Table 1 shows the results of the neurocognition tests from baseline through 18 months post-RT. A linear regression was performed for each test, and the Wald test with the null hypothesis that the slope of linear regression is zero was performed using the SciPy library. All tests showed a consistent trend toward improvement over the patient’s disease course.

Table 1

Summary of tests of neurocognition

Test	Baseline	1mo Post-RT	6mos Post-RT	12mos Post-RT	18mos Post-RT	Direction	P-value
HVLT-R total recall	4	10	10	27	27	Improved	0.021
HVLT-R delayed recall	1	2	3	10	12	Improved	0.005
Trail making part A	64	39	51	35	32	Improved	0.159
Trail making part B	235	145	250	105	92	Improved	0.188
COWAT	3	27	5	20	23	Improved	0.500
MDASI-BT	72	58	94	5	0	Improved	0.104
QLQ-C30	41	57	69	32	28	Improved	0.274
QLQ-BN20	35	38	37	26	23	Improved	0.028

Several tests of neurocognition were obtained from baseline up through 18 months post-RT. Two-sided P-values are provided and bolded if they reached statistical significance at a Bonferroni-corrected α of 0.006.

DISCUSSION

HDACis are epigenetic drugs that may play a targeted role in patients with IDH1mut tumors. In this report, we present the single subject from a pilot study with an IDH1mut secondary glioblastoma who was treated with HDACi belinostat.

At baseline, spectroscopic MRI revealed a region of metabolic abnormality that spatially corresponded to the primary and secondary foci of the tumor, but also included the tissue between the two foci. Based on previous imaging-histological correlation [4], high Cho/NAA specifically and sensitively identifies the presence of tumor cells and provides insight into the underlying pathology of infiltration between the two foci on standard imaging.

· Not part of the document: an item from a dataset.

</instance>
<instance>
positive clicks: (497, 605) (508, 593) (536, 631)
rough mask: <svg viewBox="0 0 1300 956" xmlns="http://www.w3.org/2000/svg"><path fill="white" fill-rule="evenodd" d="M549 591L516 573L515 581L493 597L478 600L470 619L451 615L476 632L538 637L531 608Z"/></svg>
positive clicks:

At baseline, metabolites in the contralateral hemisphere, particularly in the right temporal lobe, showed decreased grey-to-white matter ratios compared to normal subjects, providing imaging evidence that there is altered metabolism in apparently healthy tissue (Fig. 1D). Paracrine signaling from and migration of tumor cells can lead to the activation of inflammatory responses distant from the primary tumor, and it is plausible that the altered metabolism in the contralateral hemisphere is due to this effect. This patient was observed to have restoration of metabolism in the contralateral hemisphere after treatment, with grey-to-white matter ratios comparable with health controls. While this effect could be due in part to reduced tumor burden, belinostat may play a role in further restoring normal metabolism via inhibiting epigenetic modification of 2-HG.

Finally, HDACi have been shown to improve mood and activity in animal models. This patient had a consistent improvement in neurocognition across all testing instruments over 18 months.

These findings suggest that the combination of an HDACi with chemoradiation may be beneficial for patients with a secondary glioblastoma. Additional research is necessary to assess the potential of HDACi therapy, and due to the relatively low incidence of secondary glioblastoma, we encourage the evaluation of such therapies in a multi-institutional study.